Gesundheit
Uni-Klinikum Halle startet Ambulanz für Tropenmedizin

In der Universitätsmedizin werden künftig Patienten mit Tropenkrankheiten und komplizierten Infektionen ambulant behandelt. (Sym
In der Universitätsmedizin werden künftig Patienten mit Tropenkrankheiten und komplizierten Infektionen ambulant behandelt. (Symbolbild) Foto
© Stephen Morrison/epa/dpa-tmn
Fieber nach Fernreise? Die neue Ambulanz in Halle nimmt sich ungewöhnlicher Infektionen an - von Malaria-Verdacht bis HIV-Beratung. Was Patientinnen und Patienten erwartet.

Wer nach einer Fernreise krank wird oder unter wiederkehrenden Infektionen leidet, kann sich künftig in Halle an eine neue Spezialambulanz wenden.

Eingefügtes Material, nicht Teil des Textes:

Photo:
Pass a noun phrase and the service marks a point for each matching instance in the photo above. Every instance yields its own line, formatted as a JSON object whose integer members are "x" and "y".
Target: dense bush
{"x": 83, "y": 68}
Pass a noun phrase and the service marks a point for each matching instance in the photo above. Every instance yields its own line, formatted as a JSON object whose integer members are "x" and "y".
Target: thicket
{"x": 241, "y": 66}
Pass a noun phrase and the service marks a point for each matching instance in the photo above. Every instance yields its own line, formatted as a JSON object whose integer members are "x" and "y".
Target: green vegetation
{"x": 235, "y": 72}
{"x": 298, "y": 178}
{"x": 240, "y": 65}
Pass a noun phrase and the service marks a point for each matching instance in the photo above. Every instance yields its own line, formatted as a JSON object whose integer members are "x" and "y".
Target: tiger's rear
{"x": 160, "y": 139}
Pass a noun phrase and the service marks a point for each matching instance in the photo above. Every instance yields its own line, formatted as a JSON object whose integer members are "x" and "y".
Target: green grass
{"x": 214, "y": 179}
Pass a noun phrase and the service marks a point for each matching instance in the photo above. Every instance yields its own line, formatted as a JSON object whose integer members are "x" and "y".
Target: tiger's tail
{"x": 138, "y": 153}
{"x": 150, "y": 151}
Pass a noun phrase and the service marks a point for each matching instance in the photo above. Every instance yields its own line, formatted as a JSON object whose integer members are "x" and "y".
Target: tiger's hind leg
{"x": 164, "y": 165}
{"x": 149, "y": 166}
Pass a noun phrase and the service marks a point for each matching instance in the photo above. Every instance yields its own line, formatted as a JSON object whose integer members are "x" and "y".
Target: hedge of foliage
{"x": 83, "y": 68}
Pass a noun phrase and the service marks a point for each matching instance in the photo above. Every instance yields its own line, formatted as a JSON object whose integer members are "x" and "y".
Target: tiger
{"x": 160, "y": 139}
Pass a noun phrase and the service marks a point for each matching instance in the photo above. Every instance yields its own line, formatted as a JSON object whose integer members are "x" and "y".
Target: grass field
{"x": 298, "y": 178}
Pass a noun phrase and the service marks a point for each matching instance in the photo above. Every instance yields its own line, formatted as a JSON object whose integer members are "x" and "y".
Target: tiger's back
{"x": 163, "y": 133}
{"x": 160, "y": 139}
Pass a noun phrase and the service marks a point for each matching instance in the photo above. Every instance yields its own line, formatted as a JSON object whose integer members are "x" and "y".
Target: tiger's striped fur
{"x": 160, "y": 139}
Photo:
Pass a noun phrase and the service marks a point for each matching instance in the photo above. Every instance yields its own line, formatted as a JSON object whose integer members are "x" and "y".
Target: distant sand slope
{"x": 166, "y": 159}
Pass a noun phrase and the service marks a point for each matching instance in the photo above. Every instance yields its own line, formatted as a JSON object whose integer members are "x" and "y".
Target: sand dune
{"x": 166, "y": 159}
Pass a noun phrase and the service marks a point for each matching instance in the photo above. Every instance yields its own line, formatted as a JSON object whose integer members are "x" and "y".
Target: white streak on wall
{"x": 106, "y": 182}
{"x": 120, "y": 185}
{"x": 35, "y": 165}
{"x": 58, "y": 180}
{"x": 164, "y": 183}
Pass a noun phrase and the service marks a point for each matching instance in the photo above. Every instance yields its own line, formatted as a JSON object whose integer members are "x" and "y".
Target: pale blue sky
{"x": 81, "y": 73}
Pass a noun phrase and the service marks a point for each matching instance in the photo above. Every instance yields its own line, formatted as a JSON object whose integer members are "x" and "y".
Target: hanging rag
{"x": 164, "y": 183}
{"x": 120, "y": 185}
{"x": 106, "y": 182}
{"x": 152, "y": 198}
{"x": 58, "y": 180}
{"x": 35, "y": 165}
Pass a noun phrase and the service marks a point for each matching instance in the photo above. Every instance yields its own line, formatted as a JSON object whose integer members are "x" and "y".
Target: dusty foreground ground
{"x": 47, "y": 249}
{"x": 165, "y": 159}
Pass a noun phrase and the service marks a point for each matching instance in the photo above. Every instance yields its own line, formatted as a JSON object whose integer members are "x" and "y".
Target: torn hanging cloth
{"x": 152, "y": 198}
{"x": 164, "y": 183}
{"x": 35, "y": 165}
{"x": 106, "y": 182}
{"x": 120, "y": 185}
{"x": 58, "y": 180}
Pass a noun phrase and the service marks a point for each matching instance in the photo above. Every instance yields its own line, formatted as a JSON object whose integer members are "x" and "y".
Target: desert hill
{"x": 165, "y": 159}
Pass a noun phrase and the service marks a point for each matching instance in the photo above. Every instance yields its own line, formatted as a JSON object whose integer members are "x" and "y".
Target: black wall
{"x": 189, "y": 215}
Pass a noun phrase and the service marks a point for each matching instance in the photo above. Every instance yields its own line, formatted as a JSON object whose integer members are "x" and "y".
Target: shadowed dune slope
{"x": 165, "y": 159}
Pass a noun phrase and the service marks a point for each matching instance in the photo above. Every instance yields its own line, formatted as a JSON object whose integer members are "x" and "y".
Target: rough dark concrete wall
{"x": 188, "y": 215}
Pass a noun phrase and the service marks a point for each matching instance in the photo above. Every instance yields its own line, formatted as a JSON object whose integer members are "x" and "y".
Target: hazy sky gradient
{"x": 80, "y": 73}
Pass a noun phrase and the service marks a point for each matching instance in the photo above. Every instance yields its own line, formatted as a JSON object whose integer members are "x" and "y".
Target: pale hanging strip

Wie das Universitätsklinikum Halle mitteilte, eröffnet die Universitätsmedizin am 27. April eine Ambulanz für Infektiologie und Tropenmedizin. Dort sollen Patientinnen und Patienten mit komplexen oder unklaren Infektionen ambulant untersucht und behandelt werden.

Breites Spektrum an Infektionen

Nach Angaben der Klinik richtet sich das Angebot unter anderem an Reiserückkehrer mit Fieber oder Durchfallerkrankungen sowie an Menschen mit langwierigen oder schwer zu diagnostizierenden Infektionen. Auch sexuell übertragbare Krankheiten und komplizierte Verläufe bakterieller oder viraler Infektionen gehören zum Spektrum.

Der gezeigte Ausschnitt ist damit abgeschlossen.